Nettleton Mill is a mill house in Wiltshire, England, on the banks of the Bybrook River, to the south-east of Nettleton. Part of the Castle Combe estate, it was built in 1774 as a farmhouse; this date is inscribed on the outer building. The old ruined farmhouse was refurbished in the early 1990s and has been converted into a bed and breakfast cottage.

==Geography==
The building is in a Cotswolds valley, between Nettleton and Castle Combe, in a village setting, about 13 mi north of Bath. The bridge at Fosse Way over Broadmead Brook is nearby, where signal and native crayfish have been recorded by use of traps. It is surrounded by wooded forest land of about 2.5 ha. The stream that flows through the property is known for trout fishing.

==History==
Milling operations at the Nettleton Mill were discontinued sometime before World War I. In the 1950s and 1960s, the turbine power was utilised, probably when the stream flow became inadequate. Between 1984 and 1986, the site was a shooting location for the 1980s cult series Robin of Sherwood.

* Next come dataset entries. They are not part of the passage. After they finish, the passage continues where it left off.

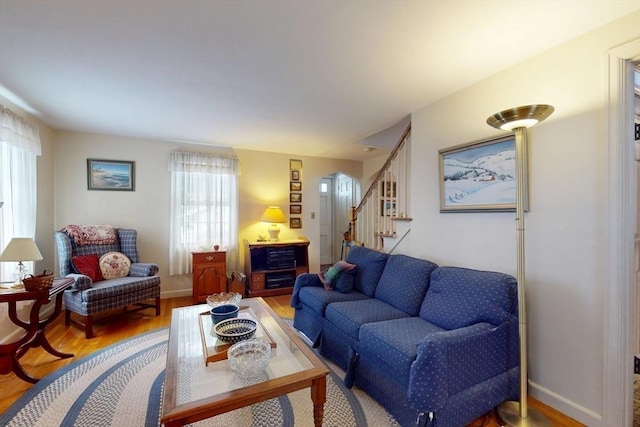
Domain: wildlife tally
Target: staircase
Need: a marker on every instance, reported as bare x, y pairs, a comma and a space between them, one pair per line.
374, 222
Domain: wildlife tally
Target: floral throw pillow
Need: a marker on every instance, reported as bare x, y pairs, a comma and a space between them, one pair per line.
114, 265
89, 265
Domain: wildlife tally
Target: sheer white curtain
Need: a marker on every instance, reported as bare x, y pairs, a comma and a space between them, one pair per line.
204, 207
19, 146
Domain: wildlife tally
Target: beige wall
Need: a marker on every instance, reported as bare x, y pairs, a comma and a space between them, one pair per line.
264, 180
565, 237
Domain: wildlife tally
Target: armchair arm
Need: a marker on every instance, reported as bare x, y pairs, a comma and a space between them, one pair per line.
80, 282
450, 361
305, 279
142, 269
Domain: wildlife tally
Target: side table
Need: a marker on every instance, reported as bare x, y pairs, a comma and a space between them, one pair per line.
35, 327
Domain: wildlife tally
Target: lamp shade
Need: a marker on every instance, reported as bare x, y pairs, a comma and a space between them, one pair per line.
525, 116
21, 249
273, 214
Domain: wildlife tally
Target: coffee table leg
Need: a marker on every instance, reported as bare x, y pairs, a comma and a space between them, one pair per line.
319, 397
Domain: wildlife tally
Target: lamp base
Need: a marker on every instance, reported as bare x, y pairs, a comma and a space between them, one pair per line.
509, 414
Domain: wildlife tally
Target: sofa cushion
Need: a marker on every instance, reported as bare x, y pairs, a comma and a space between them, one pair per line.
404, 282
392, 344
459, 297
317, 298
369, 266
348, 316
89, 265
119, 288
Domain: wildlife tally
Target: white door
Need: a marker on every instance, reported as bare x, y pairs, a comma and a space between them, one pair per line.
326, 221
345, 199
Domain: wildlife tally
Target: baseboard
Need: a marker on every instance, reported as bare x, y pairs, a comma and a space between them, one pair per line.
566, 406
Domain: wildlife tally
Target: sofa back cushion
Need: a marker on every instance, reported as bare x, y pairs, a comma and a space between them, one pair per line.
369, 266
459, 297
404, 282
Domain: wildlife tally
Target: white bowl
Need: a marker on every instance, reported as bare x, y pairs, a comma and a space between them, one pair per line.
249, 358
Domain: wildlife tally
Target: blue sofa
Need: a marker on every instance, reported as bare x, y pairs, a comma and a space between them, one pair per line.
86, 298
433, 345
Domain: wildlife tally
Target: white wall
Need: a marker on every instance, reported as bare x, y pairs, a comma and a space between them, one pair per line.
565, 237
264, 181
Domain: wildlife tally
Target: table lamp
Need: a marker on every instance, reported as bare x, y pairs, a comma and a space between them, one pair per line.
20, 249
274, 215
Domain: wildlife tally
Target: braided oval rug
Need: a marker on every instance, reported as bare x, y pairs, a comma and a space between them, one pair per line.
121, 385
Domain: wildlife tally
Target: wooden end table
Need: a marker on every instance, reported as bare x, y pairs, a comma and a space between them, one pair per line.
35, 327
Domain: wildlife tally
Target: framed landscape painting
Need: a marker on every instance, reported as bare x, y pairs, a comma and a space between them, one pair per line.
112, 175
480, 176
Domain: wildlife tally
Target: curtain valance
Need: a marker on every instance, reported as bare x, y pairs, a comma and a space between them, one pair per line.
19, 132
184, 161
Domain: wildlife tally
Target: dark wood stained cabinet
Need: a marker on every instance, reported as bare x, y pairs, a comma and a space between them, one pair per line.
209, 274
272, 267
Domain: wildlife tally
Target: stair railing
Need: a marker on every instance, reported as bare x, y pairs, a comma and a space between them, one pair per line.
386, 200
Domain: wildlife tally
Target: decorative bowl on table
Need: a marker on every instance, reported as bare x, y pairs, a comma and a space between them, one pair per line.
250, 357
235, 330
223, 312
224, 298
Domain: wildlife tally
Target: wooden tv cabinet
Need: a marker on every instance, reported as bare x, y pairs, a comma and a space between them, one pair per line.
272, 267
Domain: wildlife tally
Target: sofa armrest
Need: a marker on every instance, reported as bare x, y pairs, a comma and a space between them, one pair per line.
450, 361
80, 282
305, 279
142, 269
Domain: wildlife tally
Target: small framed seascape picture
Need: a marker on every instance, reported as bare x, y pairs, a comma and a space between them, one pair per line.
110, 175
295, 164
479, 176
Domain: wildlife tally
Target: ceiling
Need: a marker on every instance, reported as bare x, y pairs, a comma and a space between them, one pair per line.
304, 77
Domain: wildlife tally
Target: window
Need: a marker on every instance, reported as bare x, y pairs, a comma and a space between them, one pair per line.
204, 207
19, 146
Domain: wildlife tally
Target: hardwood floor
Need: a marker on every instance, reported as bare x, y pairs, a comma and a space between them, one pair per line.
39, 363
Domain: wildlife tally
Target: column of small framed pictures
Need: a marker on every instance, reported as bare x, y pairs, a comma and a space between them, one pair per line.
295, 193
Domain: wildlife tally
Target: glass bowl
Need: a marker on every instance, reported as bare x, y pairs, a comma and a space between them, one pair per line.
249, 358
235, 330
224, 298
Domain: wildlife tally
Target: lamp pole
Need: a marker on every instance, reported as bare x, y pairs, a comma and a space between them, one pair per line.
518, 120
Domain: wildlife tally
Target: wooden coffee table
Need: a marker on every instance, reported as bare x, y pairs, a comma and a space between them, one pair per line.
194, 390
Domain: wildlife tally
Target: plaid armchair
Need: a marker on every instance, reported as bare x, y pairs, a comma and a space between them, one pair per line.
87, 298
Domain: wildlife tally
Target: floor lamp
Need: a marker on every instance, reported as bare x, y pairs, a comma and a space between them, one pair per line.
518, 120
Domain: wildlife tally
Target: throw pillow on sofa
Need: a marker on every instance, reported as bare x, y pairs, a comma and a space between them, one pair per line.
338, 277
89, 265
114, 265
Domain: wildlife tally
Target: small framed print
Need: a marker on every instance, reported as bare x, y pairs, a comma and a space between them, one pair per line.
111, 175
295, 164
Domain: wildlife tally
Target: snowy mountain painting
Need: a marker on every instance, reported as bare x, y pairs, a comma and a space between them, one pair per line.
480, 177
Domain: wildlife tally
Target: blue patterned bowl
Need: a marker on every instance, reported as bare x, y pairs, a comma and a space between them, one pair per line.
223, 312
235, 330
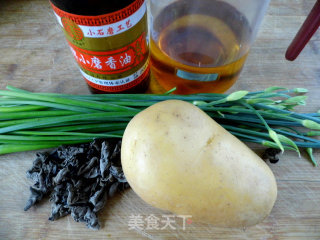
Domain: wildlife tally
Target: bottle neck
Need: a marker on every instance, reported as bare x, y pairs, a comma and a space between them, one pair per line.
91, 7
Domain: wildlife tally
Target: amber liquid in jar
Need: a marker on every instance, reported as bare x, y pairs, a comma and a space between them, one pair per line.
199, 50
101, 7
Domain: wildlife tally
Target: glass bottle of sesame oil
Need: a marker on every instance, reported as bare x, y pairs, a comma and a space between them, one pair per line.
201, 45
108, 40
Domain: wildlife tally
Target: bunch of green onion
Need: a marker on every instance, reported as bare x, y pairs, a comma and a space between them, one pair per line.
33, 121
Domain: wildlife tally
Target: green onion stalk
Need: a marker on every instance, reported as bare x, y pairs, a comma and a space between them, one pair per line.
33, 121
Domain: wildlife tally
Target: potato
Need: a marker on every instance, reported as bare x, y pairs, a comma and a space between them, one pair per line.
176, 158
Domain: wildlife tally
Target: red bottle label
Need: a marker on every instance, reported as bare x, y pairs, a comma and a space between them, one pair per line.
112, 49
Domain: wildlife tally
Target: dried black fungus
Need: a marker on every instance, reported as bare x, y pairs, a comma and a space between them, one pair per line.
271, 154
79, 179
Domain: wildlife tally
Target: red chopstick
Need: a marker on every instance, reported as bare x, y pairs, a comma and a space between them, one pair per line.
309, 27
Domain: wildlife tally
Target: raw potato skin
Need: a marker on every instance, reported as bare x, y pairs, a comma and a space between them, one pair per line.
175, 157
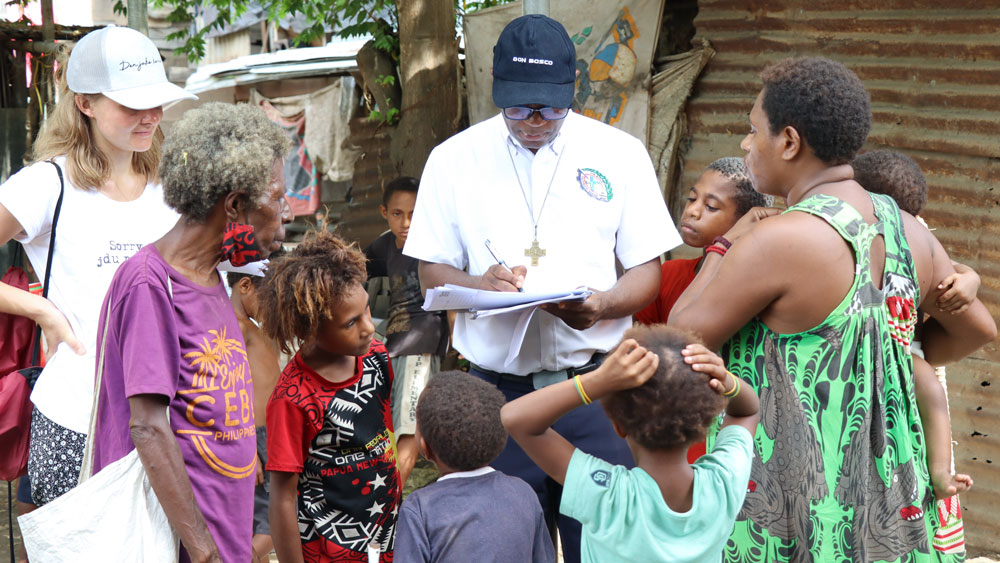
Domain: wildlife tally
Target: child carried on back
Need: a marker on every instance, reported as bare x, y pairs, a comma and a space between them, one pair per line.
896, 175
661, 389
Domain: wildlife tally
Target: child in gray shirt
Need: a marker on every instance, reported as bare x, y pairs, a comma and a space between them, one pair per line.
472, 513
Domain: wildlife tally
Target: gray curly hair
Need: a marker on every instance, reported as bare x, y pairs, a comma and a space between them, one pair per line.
216, 149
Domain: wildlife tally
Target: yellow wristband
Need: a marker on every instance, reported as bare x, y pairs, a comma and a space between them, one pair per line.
736, 387
579, 389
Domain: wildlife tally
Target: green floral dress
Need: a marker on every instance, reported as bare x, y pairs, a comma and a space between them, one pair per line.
839, 471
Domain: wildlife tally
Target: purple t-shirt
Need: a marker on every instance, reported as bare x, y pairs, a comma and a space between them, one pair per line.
169, 336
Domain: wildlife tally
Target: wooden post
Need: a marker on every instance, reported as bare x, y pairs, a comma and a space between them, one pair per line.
428, 71
137, 19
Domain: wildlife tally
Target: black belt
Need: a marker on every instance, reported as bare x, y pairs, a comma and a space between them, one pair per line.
544, 375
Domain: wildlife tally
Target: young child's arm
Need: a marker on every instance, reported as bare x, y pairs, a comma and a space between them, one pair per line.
960, 288
530, 418
283, 516
743, 408
933, 407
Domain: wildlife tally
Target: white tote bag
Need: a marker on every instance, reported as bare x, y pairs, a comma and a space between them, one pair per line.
113, 516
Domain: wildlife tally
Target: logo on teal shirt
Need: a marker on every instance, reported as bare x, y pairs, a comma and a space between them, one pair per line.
601, 477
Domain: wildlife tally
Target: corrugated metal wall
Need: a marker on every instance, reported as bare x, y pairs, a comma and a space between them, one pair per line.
933, 70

The farmhouse was vacated by Connolly Leather Ltd in 1991. In 2010, the property was offered for sale at £1.15 million. It is now run as a country retreat.

==Features==
The structure is built of local stone. The undershot wheel of the grist mill was replaced by a turbine during the 19th century. The sheds in the annex of the farmhouse were used for storage of farm products. The layout of the building at ground-floor level consists of a large, high-vaulted drawing room. A conservatory passage leads to the kitchen and dining space. On the next floor, accessed by a flight of steps, there is a hall with galleries and living accommodation with two bathrooms. There is also a wine cellar. The structure is roofed with pantiles.